After she left the room, he made a fist and swung at the air, so sharply I heard his arm lock in the socket. Then he said very clearly to me, “There, the crick is gone.”

“Someone is missing,” my grandfather said as he took his place at the table laden with steaming crawfish and bottles of schnaps. “Ah, there she is, my wife.” He made a toast and everyone looked around the table before they drank.

I'd been seated at the far end away from Anders, who stared glumly at his plate, which had been piled with food, precluding the interruption of his requests. I held Moggens' hand while he repeated a joke slowly for my benefit. His callouses felt like the ridges of a dried corn husk. I lost the gist of the joke. It seemed that I had been wandering around for days behind people, not knowing where I was going until we arrived.

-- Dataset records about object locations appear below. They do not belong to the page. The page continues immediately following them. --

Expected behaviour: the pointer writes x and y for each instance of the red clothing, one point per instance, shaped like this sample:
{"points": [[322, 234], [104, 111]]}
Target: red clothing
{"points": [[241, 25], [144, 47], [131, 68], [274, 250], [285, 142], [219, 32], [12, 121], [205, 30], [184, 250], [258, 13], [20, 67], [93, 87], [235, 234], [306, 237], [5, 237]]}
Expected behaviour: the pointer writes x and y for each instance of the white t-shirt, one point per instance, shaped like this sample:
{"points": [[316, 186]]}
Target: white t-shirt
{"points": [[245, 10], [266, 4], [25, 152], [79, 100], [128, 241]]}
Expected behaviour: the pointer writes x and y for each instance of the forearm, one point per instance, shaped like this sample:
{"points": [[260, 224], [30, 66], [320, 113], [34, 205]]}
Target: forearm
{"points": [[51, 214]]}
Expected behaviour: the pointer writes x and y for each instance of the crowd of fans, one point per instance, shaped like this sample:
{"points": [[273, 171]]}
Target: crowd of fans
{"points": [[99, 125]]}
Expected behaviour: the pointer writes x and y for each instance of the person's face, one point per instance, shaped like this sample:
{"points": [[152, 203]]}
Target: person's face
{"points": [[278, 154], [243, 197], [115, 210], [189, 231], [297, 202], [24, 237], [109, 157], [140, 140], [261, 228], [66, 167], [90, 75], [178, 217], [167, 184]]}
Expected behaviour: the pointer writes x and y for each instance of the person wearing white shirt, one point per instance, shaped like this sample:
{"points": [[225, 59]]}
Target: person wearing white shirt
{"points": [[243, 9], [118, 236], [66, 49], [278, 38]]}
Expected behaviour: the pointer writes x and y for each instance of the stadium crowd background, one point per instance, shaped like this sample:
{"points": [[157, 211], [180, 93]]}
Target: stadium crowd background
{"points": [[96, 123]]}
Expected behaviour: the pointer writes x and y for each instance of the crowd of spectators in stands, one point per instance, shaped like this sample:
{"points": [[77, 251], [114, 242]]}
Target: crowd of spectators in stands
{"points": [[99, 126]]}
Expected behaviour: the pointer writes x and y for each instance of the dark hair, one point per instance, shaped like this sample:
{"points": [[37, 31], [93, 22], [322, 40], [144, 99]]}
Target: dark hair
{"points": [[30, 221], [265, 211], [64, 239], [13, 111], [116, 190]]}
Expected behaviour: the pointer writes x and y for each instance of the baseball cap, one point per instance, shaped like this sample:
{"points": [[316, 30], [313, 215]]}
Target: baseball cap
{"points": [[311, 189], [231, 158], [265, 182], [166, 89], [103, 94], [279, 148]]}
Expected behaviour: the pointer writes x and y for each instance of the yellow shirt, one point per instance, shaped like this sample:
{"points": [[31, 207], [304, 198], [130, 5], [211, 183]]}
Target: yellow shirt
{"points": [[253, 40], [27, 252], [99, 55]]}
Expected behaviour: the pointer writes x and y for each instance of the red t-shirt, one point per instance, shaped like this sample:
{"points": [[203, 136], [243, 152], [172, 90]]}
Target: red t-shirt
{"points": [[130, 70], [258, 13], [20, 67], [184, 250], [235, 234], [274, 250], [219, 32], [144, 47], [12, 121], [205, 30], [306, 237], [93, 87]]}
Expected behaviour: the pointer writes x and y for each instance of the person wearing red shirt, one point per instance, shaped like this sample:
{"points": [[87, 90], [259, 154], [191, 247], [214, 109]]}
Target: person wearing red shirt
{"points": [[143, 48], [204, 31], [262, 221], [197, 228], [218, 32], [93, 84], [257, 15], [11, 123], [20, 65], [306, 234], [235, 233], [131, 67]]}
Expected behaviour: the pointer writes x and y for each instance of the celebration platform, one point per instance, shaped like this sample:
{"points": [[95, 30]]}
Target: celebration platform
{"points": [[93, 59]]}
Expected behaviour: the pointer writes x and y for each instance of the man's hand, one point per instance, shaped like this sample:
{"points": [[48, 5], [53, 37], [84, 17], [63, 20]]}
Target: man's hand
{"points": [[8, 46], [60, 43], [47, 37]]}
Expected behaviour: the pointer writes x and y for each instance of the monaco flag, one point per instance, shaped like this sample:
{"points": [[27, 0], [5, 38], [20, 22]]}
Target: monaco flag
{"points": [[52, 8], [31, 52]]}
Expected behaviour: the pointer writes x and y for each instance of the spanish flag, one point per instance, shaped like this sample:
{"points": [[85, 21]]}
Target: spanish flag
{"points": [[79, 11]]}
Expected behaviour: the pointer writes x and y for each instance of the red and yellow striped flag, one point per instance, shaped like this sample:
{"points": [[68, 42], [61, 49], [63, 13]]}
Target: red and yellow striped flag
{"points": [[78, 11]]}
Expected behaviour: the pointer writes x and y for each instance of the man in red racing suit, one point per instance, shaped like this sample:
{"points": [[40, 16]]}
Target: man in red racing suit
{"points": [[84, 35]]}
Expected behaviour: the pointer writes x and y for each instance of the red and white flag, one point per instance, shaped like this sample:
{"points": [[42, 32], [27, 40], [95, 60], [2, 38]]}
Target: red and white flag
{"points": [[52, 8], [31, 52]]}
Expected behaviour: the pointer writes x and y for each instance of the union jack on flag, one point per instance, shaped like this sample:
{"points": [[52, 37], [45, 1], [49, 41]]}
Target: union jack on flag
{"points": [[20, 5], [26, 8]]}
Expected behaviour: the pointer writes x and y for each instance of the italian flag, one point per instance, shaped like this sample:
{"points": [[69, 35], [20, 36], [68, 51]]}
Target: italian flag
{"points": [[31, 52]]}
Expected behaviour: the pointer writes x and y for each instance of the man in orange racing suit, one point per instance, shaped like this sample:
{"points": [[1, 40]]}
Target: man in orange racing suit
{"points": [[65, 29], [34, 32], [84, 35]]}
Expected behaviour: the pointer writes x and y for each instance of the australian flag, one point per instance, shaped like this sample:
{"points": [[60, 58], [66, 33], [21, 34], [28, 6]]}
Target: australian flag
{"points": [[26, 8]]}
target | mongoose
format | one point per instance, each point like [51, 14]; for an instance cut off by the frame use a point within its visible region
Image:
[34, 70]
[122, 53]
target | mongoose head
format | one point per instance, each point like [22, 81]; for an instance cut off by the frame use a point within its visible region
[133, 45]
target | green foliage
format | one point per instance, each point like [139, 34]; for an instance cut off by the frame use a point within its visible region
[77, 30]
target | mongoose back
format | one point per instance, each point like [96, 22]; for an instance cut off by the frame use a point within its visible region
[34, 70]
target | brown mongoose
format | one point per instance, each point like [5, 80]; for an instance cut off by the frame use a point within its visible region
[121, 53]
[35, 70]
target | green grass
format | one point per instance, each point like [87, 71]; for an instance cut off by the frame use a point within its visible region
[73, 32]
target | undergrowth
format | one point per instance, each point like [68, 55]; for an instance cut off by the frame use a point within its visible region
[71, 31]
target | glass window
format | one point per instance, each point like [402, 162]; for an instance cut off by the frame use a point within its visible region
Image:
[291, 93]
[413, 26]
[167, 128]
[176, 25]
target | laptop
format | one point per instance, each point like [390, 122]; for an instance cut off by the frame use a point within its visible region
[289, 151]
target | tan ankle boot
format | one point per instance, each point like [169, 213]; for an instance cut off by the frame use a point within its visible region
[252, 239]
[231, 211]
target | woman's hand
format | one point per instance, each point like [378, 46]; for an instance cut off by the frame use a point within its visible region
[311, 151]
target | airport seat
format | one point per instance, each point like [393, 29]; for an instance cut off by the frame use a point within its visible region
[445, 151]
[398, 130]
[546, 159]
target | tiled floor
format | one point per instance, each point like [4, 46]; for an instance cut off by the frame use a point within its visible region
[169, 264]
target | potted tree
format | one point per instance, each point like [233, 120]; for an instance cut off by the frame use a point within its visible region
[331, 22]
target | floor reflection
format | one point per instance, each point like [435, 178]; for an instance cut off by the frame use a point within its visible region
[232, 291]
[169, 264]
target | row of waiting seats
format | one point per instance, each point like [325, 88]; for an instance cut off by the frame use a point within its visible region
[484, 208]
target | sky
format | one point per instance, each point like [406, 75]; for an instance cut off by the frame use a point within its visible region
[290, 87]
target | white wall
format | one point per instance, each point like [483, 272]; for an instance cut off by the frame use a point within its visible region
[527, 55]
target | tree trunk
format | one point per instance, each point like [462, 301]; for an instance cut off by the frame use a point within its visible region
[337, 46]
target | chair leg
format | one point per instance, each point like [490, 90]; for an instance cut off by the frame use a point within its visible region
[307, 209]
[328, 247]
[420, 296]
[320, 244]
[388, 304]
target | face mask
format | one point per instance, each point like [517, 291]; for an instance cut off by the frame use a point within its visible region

For days repeating words in Swedish after my grandmother—the words for electric stove, can opener, frying pan—none of them could I remember. I longed to lean my head against Moggens' chest so that I could hear the tones of his voice and cease to impute sense to the words. I didn't get the punchline of the joke, but when everyone laughed, I laughed too, laughed until my face felt like a mask I wanted to hold at arm's length and shake above the fire.

I left to have dessert with my seven tow-headed cousins at the children's table. They asked me to read the mustard and caviar tubes, and we all laughed at my pronunciation—laughed fit to kill. At least I knew what we were laughing about.

The sound of the sea moving back into a marsh is startlingly loud when you come upon it alone. I looked back towards the house and watched Anders slowly making his way to the center of the yard where the wreath of Midsummer still stood, dry and shaking apart in the wind. I thought of Marthe and how long it had been since anyone mentioned her name.

The children were flying past Anders' legs on an old sled that Kjell had fitted with wheels. They rode the sled in pairs. I reached the top of the hill in time to see another two launched. The boy steered while the girl lay beneath him and screamed.

The wind blew Anders' child-fine tuft of hair to the other side of his head, and he smashed it flat with the palm of his hand. Lena opened the back door and called him in. Ignoring her, Anders gripped the sides of his ambulator and whistled as the children went by. I waved to her and shouted that I would stay with him. Still, she called to him again. He turned and bellowed something ferocious, then thrusting the ambulator ahead of him, he took a few more steps away from the house.

The long branches of the birch trees rose up in an arc and snapped back down with the force of the wind. The sky had grown heavy and thick with clouds. “
Vacket vader vi har iyen
,” I said, smiling at Anders.
What weather we have
. It was a phrase he had taught me the day before. He focused on that place in the air where he saw my face and began.